The loop time when there is no data (samples_read[n] == 0) is:
Loop time: 9648ns
Loop time: 9741ns
Loop time: 9796ns

The loop time when there is data varies wildly:
Loop time: 25314ns
Loop time: 6231056ns
Loop time: 175686ns
Loop time: 28037ns

These reads contain anywhere from 1 data point to 200 data points and anywhere in between with most of then being less then 3 (which is great);

I edited mcc128.c to take out the usleep(100) on line 2410 and added "info->read_threshold = 1;" on line 1762 to make this possible.

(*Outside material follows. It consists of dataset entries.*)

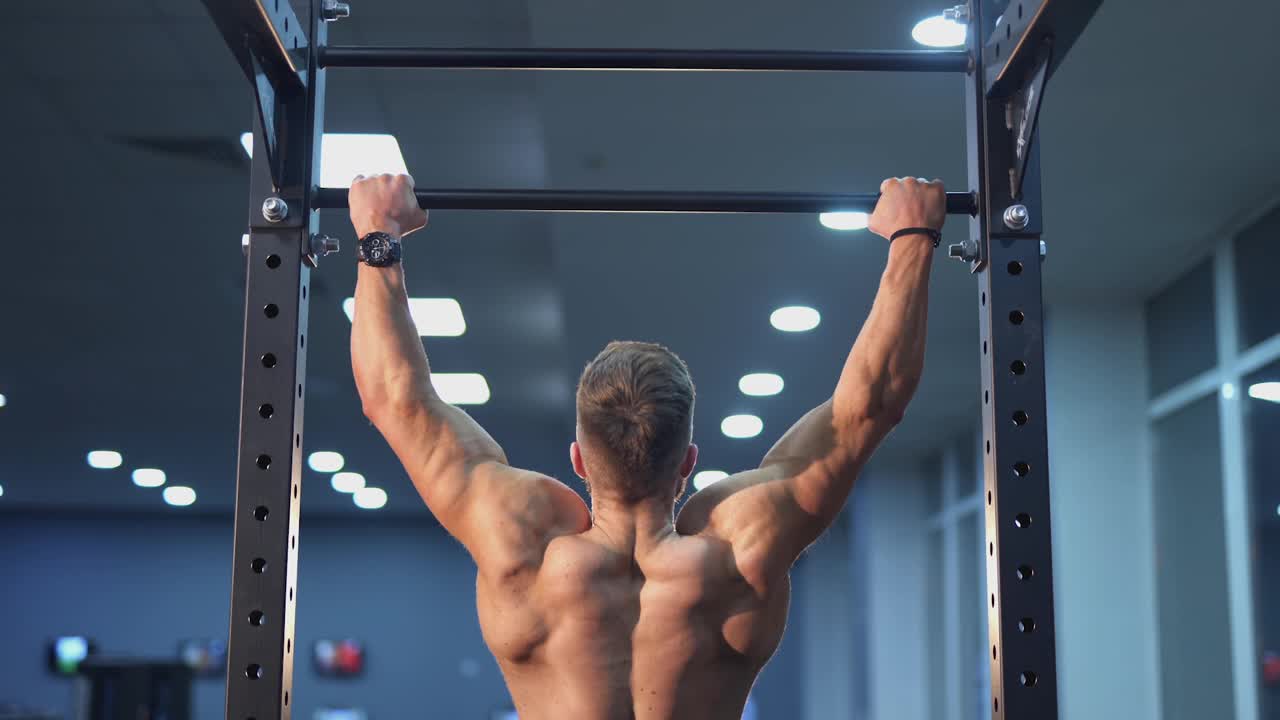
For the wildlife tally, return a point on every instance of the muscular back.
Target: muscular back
(667, 632)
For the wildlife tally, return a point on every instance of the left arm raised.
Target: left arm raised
(497, 511)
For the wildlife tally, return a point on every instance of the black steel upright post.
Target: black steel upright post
(1016, 493)
(288, 123)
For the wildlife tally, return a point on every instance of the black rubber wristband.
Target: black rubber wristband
(933, 235)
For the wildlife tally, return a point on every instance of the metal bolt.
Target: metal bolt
(334, 10)
(275, 209)
(324, 245)
(960, 13)
(965, 251)
(1016, 217)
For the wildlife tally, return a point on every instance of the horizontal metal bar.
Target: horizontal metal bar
(599, 59)
(643, 201)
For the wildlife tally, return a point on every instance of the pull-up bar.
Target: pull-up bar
(644, 201)
(598, 59)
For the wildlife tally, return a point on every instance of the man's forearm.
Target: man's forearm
(887, 359)
(387, 352)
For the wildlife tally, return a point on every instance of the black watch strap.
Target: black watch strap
(933, 235)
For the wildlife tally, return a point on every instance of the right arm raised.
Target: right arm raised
(772, 514)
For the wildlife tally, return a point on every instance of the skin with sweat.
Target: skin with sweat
(622, 610)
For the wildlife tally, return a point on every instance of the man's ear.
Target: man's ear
(686, 465)
(575, 456)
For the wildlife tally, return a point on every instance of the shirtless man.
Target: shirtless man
(622, 610)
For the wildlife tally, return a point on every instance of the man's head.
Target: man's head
(635, 418)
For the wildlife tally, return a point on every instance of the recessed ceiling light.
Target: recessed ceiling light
(708, 477)
(149, 478)
(347, 482)
(346, 155)
(325, 461)
(369, 499)
(795, 319)
(741, 425)
(940, 32)
(760, 384)
(461, 388)
(1265, 391)
(179, 496)
(105, 459)
(434, 317)
(844, 220)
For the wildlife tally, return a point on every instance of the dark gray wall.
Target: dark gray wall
(140, 583)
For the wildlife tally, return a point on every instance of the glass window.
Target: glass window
(1262, 431)
(1180, 332)
(1191, 565)
(1257, 261)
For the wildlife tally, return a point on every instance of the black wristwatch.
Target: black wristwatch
(379, 250)
(928, 232)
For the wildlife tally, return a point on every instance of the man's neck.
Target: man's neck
(632, 527)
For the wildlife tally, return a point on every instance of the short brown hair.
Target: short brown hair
(636, 401)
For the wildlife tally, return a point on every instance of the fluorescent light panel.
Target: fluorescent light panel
(433, 317)
(325, 461)
(1265, 391)
(369, 499)
(940, 32)
(795, 319)
(760, 384)
(346, 155)
(104, 459)
(149, 478)
(708, 478)
(179, 496)
(844, 220)
(741, 425)
(347, 482)
(461, 388)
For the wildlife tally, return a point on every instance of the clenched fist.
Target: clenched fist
(385, 204)
(909, 203)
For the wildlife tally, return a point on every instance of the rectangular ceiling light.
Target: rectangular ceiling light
(434, 317)
(461, 388)
(346, 155)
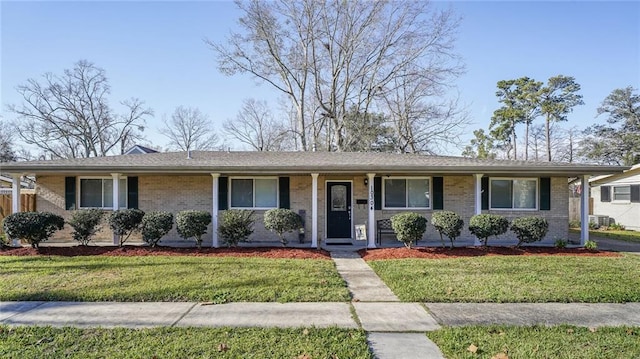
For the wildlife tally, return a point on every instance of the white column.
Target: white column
(314, 210)
(584, 210)
(478, 200)
(116, 199)
(371, 235)
(214, 210)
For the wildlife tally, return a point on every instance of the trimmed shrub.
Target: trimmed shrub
(236, 225)
(449, 224)
(124, 222)
(281, 221)
(155, 225)
(32, 227)
(409, 227)
(85, 224)
(484, 226)
(193, 224)
(529, 229)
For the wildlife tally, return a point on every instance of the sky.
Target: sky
(155, 51)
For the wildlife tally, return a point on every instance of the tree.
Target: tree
(618, 141)
(189, 129)
(256, 127)
(69, 116)
(331, 57)
(557, 100)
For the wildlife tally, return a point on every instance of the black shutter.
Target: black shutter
(484, 186)
(132, 192)
(635, 193)
(438, 193)
(545, 194)
(377, 192)
(69, 193)
(605, 193)
(283, 185)
(223, 189)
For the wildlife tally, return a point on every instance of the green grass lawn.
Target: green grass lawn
(513, 279)
(627, 236)
(169, 278)
(47, 342)
(559, 342)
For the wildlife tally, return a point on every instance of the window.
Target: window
(254, 192)
(407, 193)
(622, 193)
(514, 193)
(98, 193)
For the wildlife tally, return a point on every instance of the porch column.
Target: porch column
(314, 210)
(15, 200)
(214, 210)
(371, 235)
(584, 210)
(116, 200)
(478, 200)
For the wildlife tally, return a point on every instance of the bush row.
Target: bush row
(410, 227)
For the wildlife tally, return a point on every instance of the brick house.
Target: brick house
(332, 191)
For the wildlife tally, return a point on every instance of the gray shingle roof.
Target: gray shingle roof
(300, 162)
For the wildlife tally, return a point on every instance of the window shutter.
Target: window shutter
(377, 192)
(484, 186)
(283, 186)
(132, 192)
(438, 193)
(545, 194)
(605, 193)
(69, 193)
(635, 193)
(223, 197)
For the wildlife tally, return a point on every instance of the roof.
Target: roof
(300, 162)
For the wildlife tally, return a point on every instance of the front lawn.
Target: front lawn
(513, 279)
(169, 278)
(47, 342)
(559, 342)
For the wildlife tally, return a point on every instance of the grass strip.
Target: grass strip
(169, 279)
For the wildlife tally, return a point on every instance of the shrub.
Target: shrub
(447, 223)
(235, 226)
(409, 227)
(484, 226)
(33, 227)
(85, 224)
(124, 222)
(193, 224)
(281, 220)
(155, 225)
(529, 229)
(591, 245)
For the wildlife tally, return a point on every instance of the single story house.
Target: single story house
(333, 191)
(616, 198)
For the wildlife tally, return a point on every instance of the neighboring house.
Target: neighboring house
(618, 198)
(334, 191)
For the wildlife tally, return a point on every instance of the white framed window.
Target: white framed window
(406, 192)
(622, 193)
(97, 192)
(513, 193)
(254, 193)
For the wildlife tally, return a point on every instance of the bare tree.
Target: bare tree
(69, 115)
(189, 129)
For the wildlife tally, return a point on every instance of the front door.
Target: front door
(338, 209)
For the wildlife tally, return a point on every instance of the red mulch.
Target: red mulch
(265, 252)
(439, 252)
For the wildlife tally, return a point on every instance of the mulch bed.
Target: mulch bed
(439, 252)
(130, 251)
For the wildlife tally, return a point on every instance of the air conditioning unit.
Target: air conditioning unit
(601, 221)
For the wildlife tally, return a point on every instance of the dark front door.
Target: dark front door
(338, 209)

After these changes the boards work speedy and return a small number of data points. We can process the data in "realtime" (less then 5ms). Then after a small amount of time (500ms give or take) one of the boards has a hiccup of sorts and "builds up" 100 data points or more and then makes them available. The delay is then (100 samples * 250us/sample = 25ms) and the program cannot process the data in "realtime" anymore (less then 5ms). 

 

Is there anything else I can do to make the board run "smoother" or use a single read to get simultaneous readings on all 3 boards (faster then 250us)?